Here in the USA we believe that justice is a public matter - and expect our cops and courts to sort things out when something bad happens... That's just not the case south of us where there's a long tradition that justice is a private matter mostly - and a very real family obligation (sounds like Sicily - don't it..). To give a better picture, folks down south of us regard their local cops and federal cops - as just a bigger and better organized gang than the ones in their neighborhoods.... Mostly I only talked to young cops about this sort of stuff - but it was important that they understand why folks from that huge area (central America and points south...) had real cause not to trust authority in most forms... We were knee deep in this sort of stuff down here in south Florida by the early seventies as these kind of problems came here - and it just got worse and worse the following 15 or 20 years with all the migrants that landed here during that time frame. Add the drug situation with all the money it generated.... that was pushing the changes we were living with...

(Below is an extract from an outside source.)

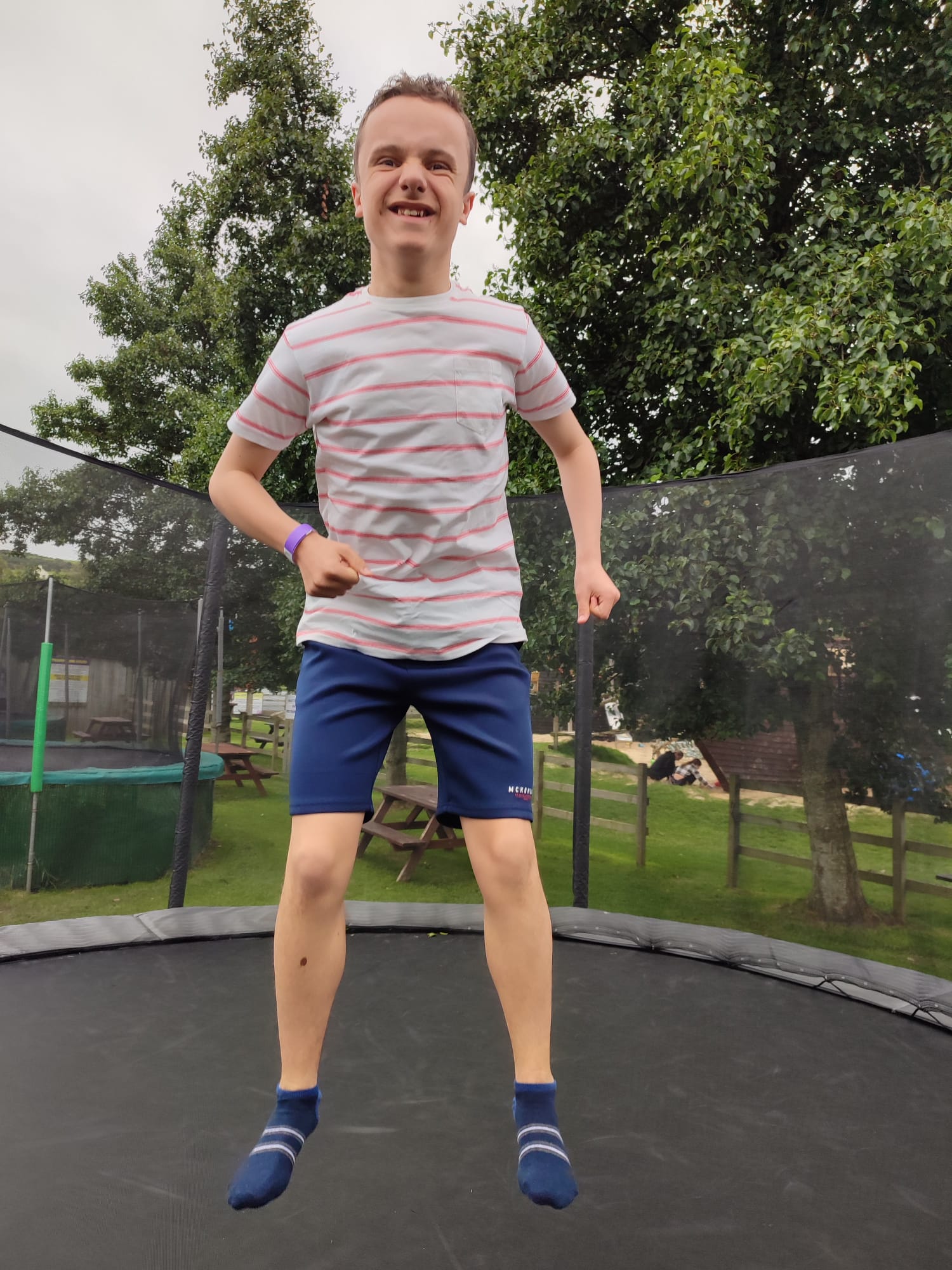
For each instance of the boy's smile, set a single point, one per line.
(412, 196)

Now let's add one more very real factor to remember any time you're traveling down south. That is, because of the political and socio-economic conditions down there, it's entirely possible that you might encounter young 'uns and not so young that have had real combat experience well before they were 18 years old (in some cases much younger...) and have access to military grade weapons....

My best advice down south is to mind your own business, keep your head down, and realize that you need to pay a lot of attention to local conditions wherever you are. Most resorts and fishing destinations will rarely ever have problems - and you can bet that the local cops will be highly motivated to keep things quiet (no matter what is going on behind the scenes). If local conditions seem to be getting hot you'd be well advised to simply cut your trip short.... or make some quick changes to your trip plans. Anyone that assumes that they can get relief from a local problem by going to the local police might have to proceed with lots of caution.... 

Wish it weren't so - and every day I'm very glad to be fishing down in the 'glades rather than working the streets (amen....).


----------



## MRichardson (May 27, 2010)

Just in case... say I'm down there fly fishing for bones and permit, etc. and something happens and the next thing I know I've shot a local for whatever reason. 

Should I slip the country asap, go the US embassy, or contact the Belizean authorities?


----------